In a French magazine I read – “since the dawn of time, cuts have sealed over, broken bones have knitted together and illnesses have resolved, well before the appearance of shamans, priests and doctors.”
Doesn’t that amaze you? Have you ever stopped, in awe, to wonder how a cut on your skin heals over? We put a sticking plaster over a cut or graze, or sometimes we need a couple of stitches to pull the edges together, but we know, don’t we, that plasters and stitches don’t heal. It’s the body which does the healing. It’s our natural, given ability to self repair which sends cells and chemicals to the right place to close the wound, stop the bleeding, then lay down scar material to make a permanent repair. When we break a bone, all a surgeon can do is align the two parts and hold them together for long enough to let the bone knitting powers of the body do their stuff. When you recover from an infection, even if you taken a drug to kill some of the offending bacteria or viruses, it’s entirely your bodies immune and inflammatory processes which protect your tissues and repair the damaged ones.
I lived with that knowledge throughout my medical career, never losing that respect and awe for our capacities to self repair, self defend and self heal.

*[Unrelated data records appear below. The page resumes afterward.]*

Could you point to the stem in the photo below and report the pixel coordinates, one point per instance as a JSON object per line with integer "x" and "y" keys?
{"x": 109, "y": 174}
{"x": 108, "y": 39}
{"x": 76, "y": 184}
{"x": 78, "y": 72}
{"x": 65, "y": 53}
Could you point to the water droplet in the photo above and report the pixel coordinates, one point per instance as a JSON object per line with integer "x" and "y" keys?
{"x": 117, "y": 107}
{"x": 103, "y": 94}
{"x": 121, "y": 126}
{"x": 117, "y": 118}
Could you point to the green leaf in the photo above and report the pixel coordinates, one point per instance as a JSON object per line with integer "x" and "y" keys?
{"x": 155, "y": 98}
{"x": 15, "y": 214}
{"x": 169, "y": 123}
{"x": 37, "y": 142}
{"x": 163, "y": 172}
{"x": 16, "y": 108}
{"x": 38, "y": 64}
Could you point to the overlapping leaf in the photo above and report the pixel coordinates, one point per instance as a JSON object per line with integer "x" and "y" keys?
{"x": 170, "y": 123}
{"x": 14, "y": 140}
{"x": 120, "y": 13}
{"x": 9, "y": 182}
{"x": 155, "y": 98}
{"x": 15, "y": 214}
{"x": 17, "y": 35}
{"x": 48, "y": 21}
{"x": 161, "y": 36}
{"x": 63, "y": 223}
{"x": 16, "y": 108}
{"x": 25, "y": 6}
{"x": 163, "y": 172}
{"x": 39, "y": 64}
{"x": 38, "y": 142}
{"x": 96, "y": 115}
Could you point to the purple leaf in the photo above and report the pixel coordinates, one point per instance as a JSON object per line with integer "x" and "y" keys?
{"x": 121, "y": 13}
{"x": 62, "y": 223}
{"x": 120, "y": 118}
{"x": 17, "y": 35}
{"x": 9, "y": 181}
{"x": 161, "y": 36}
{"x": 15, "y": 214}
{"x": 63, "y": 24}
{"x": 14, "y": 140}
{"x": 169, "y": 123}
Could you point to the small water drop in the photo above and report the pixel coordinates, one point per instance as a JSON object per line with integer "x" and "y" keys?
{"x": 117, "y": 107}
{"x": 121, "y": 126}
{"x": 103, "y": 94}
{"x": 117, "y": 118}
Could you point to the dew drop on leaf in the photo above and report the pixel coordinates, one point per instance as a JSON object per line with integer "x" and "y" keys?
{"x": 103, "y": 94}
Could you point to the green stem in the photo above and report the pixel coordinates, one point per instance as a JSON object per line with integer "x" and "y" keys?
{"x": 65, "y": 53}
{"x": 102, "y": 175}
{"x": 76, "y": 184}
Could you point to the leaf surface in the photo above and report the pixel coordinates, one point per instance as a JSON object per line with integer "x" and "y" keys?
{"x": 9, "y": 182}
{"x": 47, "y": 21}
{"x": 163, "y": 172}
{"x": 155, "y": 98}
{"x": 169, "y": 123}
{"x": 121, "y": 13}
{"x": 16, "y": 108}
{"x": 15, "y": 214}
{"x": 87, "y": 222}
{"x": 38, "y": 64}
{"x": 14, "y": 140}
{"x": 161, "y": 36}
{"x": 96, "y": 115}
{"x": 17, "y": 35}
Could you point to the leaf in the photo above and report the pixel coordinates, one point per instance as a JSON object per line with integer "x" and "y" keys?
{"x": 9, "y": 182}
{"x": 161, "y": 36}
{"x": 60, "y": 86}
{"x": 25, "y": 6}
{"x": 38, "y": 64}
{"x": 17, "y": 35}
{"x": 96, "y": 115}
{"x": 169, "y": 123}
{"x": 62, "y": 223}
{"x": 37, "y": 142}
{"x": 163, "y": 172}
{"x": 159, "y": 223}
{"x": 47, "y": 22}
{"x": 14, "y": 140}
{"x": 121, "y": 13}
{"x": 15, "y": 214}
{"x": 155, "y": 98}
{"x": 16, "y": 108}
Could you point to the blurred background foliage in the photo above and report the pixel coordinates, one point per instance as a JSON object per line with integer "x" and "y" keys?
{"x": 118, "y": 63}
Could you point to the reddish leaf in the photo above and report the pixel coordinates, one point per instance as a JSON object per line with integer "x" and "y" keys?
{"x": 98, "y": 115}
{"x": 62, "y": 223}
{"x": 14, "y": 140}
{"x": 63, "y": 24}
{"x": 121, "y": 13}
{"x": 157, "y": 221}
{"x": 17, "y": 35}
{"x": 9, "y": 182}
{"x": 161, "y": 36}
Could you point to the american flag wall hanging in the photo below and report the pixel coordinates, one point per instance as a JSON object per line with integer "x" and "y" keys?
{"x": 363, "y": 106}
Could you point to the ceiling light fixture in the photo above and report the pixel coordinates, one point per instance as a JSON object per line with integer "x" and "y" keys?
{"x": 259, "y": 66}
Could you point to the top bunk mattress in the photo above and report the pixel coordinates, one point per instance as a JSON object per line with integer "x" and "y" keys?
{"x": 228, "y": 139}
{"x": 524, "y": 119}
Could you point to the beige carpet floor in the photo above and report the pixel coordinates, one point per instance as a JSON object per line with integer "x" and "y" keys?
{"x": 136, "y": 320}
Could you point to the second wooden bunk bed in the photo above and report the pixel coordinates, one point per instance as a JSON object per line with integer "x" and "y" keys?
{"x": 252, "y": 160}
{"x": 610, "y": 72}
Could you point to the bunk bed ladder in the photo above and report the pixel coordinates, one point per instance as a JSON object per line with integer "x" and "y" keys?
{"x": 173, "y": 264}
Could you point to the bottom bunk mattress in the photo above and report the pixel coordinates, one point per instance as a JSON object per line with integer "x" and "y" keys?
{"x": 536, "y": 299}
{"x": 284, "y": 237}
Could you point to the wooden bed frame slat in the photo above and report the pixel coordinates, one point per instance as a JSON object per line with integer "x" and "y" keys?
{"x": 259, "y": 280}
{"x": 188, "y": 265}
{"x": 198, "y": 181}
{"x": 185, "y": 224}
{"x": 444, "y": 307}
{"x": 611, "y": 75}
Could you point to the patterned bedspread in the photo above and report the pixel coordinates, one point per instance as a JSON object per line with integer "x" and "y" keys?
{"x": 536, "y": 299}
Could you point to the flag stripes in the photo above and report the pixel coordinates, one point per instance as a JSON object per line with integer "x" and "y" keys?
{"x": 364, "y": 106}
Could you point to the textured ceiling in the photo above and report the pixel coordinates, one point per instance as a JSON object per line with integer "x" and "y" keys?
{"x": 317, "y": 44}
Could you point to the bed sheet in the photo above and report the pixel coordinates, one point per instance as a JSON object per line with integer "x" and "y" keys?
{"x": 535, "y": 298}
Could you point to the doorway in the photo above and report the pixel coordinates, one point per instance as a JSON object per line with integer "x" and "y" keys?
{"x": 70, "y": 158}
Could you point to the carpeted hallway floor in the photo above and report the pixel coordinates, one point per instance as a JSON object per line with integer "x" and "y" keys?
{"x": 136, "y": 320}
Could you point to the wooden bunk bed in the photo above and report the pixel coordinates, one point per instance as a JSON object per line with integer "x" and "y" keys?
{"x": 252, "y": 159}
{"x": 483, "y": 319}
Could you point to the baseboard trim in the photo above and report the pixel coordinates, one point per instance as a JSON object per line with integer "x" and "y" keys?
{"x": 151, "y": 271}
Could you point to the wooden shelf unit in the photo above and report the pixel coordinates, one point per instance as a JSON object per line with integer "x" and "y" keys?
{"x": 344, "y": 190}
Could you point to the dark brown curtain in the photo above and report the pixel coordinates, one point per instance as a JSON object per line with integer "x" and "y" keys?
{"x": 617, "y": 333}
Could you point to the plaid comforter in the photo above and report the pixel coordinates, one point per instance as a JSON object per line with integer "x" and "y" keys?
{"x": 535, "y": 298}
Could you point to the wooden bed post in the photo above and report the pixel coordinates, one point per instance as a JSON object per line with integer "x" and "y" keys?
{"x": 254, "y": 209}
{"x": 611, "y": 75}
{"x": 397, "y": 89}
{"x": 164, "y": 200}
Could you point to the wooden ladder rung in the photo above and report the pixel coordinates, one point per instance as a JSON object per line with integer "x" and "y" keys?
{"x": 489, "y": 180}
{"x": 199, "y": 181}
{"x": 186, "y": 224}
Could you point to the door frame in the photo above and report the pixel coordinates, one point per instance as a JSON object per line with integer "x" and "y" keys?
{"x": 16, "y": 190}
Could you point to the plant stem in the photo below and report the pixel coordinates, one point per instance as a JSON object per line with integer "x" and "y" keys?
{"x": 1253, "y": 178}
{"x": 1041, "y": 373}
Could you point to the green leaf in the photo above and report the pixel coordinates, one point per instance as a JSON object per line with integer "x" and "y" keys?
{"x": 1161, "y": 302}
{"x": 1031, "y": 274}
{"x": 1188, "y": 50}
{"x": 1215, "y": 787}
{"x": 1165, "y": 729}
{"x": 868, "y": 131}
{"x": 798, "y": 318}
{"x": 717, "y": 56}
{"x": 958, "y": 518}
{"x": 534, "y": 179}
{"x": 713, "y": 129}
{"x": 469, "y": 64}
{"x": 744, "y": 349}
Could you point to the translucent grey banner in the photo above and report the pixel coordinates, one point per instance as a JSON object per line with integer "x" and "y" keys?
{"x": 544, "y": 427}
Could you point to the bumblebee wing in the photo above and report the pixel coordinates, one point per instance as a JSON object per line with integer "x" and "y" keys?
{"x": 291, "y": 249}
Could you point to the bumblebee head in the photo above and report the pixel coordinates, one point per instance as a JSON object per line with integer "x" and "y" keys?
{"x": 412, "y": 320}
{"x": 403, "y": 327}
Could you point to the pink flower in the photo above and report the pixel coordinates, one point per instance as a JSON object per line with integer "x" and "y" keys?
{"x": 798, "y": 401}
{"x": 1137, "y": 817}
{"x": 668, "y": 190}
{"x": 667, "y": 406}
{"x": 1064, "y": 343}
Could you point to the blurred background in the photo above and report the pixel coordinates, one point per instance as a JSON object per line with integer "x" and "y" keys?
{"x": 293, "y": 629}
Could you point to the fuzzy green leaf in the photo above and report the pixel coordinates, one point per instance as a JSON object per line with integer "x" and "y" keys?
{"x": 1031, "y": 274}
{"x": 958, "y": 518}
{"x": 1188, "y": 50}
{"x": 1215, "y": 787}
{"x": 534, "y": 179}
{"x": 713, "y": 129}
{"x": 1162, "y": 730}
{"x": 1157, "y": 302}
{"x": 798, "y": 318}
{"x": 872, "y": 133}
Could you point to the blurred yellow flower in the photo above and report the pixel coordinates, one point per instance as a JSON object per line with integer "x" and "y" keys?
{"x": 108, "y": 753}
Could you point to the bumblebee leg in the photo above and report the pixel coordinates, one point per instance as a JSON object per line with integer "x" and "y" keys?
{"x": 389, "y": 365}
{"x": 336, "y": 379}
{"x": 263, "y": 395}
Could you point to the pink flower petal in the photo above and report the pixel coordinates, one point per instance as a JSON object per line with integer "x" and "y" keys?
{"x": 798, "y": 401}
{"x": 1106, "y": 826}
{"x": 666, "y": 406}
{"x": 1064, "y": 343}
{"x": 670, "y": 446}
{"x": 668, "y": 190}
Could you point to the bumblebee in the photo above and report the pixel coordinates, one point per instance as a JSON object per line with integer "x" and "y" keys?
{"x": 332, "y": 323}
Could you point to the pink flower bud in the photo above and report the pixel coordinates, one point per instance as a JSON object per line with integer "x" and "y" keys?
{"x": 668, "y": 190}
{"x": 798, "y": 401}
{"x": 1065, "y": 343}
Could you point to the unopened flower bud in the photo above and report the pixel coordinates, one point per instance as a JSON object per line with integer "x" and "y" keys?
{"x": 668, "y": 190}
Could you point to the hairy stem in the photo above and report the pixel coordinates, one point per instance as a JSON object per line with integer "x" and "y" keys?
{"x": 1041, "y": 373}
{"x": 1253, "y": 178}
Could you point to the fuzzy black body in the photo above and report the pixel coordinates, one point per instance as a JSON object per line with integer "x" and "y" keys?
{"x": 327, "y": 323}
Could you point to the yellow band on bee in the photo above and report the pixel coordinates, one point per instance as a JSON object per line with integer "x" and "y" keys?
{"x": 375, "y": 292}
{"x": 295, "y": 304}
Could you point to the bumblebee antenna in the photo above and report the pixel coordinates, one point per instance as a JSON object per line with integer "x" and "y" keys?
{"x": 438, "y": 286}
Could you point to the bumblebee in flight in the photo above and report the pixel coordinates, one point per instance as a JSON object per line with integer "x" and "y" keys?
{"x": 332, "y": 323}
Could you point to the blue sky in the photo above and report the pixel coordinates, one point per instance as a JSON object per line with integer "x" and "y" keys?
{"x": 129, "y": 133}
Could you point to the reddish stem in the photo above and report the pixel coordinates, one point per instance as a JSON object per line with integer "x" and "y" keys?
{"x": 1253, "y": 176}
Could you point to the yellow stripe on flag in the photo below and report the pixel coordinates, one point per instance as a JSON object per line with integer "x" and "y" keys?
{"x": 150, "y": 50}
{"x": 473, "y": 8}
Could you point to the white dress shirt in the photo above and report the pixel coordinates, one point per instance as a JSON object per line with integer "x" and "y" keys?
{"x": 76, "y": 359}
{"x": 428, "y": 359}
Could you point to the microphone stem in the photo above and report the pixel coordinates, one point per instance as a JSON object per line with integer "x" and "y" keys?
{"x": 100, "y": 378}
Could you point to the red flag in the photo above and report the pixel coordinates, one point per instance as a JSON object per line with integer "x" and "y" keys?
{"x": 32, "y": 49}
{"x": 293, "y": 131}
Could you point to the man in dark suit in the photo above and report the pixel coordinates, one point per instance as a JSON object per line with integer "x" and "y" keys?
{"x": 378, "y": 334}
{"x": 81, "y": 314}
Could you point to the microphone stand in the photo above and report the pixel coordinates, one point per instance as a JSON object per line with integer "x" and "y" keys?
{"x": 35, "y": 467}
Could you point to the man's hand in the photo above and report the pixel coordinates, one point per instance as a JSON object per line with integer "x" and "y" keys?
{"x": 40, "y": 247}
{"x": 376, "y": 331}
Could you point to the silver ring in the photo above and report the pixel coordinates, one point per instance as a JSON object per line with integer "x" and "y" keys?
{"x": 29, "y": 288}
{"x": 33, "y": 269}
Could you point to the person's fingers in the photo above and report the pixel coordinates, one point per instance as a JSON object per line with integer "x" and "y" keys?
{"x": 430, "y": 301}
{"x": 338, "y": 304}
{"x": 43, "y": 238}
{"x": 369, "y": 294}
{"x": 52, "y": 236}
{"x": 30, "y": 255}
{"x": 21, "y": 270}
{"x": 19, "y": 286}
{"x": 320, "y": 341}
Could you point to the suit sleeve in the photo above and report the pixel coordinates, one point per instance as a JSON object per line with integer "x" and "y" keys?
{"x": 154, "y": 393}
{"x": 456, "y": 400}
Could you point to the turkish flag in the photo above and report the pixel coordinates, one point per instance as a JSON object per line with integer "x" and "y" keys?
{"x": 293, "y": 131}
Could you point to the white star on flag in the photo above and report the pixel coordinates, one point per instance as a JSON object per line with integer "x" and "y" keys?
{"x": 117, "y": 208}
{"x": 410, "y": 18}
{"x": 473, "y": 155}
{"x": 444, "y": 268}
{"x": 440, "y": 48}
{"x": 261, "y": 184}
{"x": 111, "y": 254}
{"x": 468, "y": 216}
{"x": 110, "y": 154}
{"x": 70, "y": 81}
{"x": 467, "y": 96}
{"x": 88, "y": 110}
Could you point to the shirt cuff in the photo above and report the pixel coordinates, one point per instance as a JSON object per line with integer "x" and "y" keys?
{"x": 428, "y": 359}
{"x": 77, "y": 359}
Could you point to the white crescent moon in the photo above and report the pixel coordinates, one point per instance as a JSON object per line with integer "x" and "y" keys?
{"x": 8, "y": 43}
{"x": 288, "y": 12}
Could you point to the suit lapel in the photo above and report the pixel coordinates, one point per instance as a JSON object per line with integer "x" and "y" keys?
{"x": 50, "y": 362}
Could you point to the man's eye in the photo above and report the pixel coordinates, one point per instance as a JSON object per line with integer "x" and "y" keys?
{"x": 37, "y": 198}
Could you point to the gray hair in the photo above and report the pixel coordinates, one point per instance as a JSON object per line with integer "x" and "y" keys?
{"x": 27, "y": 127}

Healing is always a natural process. Drugs don’t heal. Like splints or sticking plasters they might support the healing process, but they don’t replace it.
The magazine article I read wasn’t arguing about the value of shamens, priests or doctors. It was emphasising the often forgotten, or taken for granted, powers of natural healing. I’m not arguing against pharmacology or surgery. Both can be life saving. But I think it’s good to remind ourselves that it’s our incredible bodies which heal and which keep life flowing. It’s not our tools which are so amazing. It’s Nature.